それが月表示になると、作業が月単位になり、結果として、ドライバーの拘束時間が削減されます。食品ロスの削減だけでなく、物流の働き方改革につながっているのです。月表示への変更をさらに進めていくことも、持続可能なサプライチェーンの在り方を考える上で重要でしょう。
業務における問題の多くは、複数の部署が関わらないと解決しません。カルビーグループでは、会社や部門をまたいだ横断型プロジェクト体制を敷いています。たとえば、パッケージを見直すのであれば、商品、R&D、工場の製造、包装機などの各担当者がチームを組みます。こうした連携をより強め、持続可能なサプライチェーンの構築に向けて取り組んでいます。
コロナ禍でも創業当時と変わらない思いで課題解決に取り組む
――2020年のコロナ禍を受け、新たに見えてきた課題はあるでしょうか。また、今後の展望なども合わせてお聞かせください。
松元:製造過程に関しては変わりませんが、従業員に対して安心・安全に働ける環境を提供する重要性をあらためて痛感しています。商品を製造し、供給することはカルビーの使命です。新型コロナウイルスの感染拡大に限らず、台風や大雨など、毎年のように災害は起きています。社内だけでなく、物流会社、取引先とも知識や情報を共有しながら、ドライバーがカルビーの商品を常に安心・安全に運べるよう、災害時の基準も策定し、運用する必要があるでしょう。

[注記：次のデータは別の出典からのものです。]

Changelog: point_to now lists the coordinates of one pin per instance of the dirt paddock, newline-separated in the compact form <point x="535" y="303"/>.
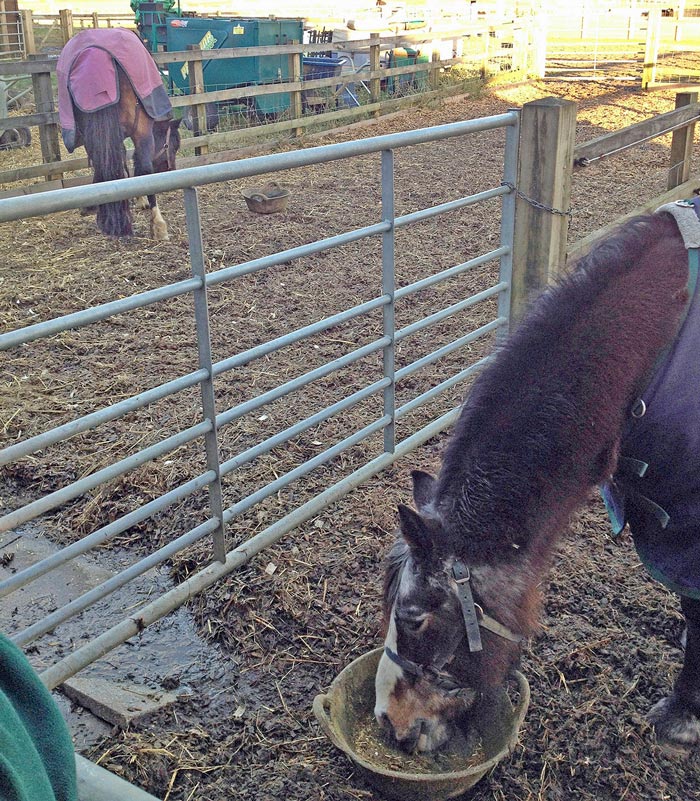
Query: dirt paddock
<point x="608" y="647"/>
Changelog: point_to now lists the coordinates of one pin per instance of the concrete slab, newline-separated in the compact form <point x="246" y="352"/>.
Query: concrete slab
<point x="118" y="704"/>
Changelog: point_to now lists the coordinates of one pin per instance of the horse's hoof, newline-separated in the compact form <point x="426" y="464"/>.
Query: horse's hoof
<point x="677" y="729"/>
<point x="160" y="234"/>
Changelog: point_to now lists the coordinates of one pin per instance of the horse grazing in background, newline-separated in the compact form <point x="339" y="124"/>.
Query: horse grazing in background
<point x="109" y="89"/>
<point x="597" y="386"/>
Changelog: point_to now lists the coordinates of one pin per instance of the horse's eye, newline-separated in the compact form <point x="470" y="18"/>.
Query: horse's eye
<point x="414" y="624"/>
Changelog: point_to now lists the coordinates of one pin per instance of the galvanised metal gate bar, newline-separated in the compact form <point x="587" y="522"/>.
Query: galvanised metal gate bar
<point x="208" y="371"/>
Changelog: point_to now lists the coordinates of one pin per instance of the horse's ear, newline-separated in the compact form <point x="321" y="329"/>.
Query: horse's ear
<point x="414" y="529"/>
<point x="423" y="488"/>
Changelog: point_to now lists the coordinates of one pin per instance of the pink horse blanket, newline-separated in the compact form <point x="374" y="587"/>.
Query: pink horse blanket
<point x="87" y="77"/>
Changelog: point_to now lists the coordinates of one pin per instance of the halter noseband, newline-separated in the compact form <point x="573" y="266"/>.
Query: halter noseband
<point x="473" y="615"/>
<point x="474" y="618"/>
<point x="440" y="678"/>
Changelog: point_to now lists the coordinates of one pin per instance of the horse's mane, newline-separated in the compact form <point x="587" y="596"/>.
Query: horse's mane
<point x="541" y="424"/>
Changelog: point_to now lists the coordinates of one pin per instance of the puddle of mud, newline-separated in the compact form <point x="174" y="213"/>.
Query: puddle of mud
<point x="169" y="655"/>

さらに、受注システムの100%オンライン化、ペーパーレス化も課題です。現在、お客様からの注文は、EDI(Electronic Data Interchange:電子データ交換)が95%を占めますが、残りの5%はいまだにファックス受注などです。今回の危機で、対人接触を伴わない方法が求められるようになったこともあり、以前にも増して解決すべき課題としての認識を強く持ちました。
松元:カルビーは、本来は酸化しやすい、油を使った菓子の出来立てのおいしさを届けたいという創業当時と同じ思いで、これまでQC活動(Quality Control:品質管理)や全部門でロス・ゼロ達成を目指す TPM(トータルプロダクティブマネジメント)活動などの改善活動を行ってきました。「SCM改革」と大上段に構えるまでもなく、生産、販売、物流の連携や、店頭を起点とした改革を続けてきたということです。
昨今、問題となっているドライバー不足への対応など、時代とともに取り組むべき問題は変わりますが、基本姿勢は変わりません。カルビーの方向性や方針を踏まえながら、これからも、関係部署や取引先と課題を共有し、一緒に解決しながら一歩ずつ進んでいこうと考えています。